Fix. Add the variable to the institution’s declared name list, or correct the typo in the formula.
Per-institution evaluator restrictions
Each institution’s walker has its own restrictions on what it can interpret:
- IntervalArithmetic doesn’t handle
Lam/Piinline — the walker is purely arithmetic. Don’t put binders inside anIntervalFunction.term. - JuMP-HiGHS doesn’t accept transcendental functions (
sin,cos,exp,log) — they produceNonlinearExprwhich HiGHS rejects. The walker errors at dispatch, not at validation. - DiffEq’s walker assumes binary operators are arithmetic; the
comparison operators (
eq,lt,le) trigger an error at dispatch.
When in doubt, check the walker source — formula_to_num (Symbolics),
formula_to_interval (IntervalArithmetic), formula_to_jump
(JuMP-HiGHS), formula_to_value (DiffEq) — at
julia/institutions/<institution>/Eigenius<Institution>/src/.

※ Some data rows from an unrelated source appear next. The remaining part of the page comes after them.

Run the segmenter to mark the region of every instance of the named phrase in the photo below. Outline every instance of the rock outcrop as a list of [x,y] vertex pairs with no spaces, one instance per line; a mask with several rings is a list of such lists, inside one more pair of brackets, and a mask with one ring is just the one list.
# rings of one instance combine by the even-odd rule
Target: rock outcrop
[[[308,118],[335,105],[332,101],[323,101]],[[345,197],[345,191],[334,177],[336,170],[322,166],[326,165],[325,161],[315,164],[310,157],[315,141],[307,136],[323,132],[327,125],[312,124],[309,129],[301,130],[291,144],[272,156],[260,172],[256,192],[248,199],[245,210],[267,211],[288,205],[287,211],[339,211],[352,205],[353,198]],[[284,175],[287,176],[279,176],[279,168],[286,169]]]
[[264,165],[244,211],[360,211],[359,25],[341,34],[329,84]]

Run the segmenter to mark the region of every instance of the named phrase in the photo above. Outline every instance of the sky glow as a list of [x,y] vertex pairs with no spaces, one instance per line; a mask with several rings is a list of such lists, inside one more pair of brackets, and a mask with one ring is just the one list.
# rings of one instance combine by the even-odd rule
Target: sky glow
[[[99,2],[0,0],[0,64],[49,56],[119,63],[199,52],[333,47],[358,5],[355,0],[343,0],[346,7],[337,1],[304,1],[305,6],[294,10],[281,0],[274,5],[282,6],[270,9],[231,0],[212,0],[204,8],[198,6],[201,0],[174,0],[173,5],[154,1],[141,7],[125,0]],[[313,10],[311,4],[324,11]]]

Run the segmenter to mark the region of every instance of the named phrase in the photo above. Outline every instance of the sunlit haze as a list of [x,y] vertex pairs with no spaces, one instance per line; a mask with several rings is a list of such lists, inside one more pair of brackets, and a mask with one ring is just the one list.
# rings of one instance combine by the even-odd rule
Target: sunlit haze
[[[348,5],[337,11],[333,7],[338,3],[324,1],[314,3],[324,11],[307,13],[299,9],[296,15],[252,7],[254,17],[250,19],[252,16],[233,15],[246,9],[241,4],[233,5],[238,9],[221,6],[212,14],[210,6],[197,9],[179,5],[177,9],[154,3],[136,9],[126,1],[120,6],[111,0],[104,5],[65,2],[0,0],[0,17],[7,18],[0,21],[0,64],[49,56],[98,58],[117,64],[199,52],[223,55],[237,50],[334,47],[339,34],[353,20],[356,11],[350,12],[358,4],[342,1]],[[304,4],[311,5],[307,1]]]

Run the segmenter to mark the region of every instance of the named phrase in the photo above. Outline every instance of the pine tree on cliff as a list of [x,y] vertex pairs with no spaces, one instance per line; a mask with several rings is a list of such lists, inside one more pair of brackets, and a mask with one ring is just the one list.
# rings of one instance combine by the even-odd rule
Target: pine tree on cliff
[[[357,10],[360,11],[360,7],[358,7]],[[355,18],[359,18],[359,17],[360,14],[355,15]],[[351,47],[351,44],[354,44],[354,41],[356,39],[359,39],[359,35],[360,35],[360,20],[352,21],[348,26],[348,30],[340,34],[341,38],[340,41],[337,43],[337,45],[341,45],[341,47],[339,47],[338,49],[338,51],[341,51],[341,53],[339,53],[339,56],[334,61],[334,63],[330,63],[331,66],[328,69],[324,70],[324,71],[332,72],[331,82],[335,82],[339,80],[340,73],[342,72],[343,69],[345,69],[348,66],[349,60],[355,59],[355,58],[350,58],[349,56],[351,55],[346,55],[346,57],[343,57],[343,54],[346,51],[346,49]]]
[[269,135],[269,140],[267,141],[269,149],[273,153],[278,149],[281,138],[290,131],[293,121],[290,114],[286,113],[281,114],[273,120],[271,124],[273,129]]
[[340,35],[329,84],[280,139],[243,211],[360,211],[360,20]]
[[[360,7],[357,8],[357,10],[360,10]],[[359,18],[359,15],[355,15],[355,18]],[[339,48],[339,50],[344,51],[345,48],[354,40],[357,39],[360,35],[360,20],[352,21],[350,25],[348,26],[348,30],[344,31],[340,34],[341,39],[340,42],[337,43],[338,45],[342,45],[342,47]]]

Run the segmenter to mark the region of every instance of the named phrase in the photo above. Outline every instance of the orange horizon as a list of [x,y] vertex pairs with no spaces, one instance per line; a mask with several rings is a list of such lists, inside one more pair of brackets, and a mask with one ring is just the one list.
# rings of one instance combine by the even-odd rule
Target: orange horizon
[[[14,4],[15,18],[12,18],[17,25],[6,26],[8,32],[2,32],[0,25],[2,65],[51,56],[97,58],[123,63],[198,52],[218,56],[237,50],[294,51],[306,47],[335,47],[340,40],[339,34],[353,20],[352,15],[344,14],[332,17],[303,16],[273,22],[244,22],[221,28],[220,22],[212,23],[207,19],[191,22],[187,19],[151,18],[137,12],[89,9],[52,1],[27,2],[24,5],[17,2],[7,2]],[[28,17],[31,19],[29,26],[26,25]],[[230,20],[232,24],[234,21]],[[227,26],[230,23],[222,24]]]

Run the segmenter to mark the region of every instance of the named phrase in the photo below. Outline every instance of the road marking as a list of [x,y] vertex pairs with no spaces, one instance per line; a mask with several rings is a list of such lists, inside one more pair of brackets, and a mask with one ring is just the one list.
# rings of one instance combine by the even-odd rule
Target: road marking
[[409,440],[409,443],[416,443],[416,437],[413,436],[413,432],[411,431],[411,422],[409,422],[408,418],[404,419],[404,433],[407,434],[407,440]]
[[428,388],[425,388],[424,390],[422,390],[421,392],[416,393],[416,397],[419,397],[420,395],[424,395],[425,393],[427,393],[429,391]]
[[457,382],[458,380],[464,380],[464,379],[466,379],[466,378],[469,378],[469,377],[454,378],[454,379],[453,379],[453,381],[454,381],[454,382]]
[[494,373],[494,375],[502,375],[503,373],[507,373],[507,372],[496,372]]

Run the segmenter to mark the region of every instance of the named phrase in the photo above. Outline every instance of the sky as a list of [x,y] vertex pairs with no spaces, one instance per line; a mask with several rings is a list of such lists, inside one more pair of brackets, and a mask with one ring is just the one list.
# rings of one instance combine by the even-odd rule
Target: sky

7.4. Why these distinctions matter
The split between validator-level, parser-level, and handler-level failures is intentional:
- Validator failures are fast (no runtime spawn), cheap (no buildah), and locality-of-blame. The failure points at the bad node in the bad resource. No partial chain state results.
- Parser failures are even faster (no chain commit, no kernel round-trip). The ESL compiler refuses the source.
- Handler failures are slowest because they require a worker spin-up, but they catch the things validation can’t — institution-specific evaluator restrictions, unknown operator entries.
The platform tries to push as much rejection as possible to the validator level by encoding institution-specific constraints into the chain ontology where it can. The result is fewer surprises at dispatch time and a more honest “what’s possible to commit” surface.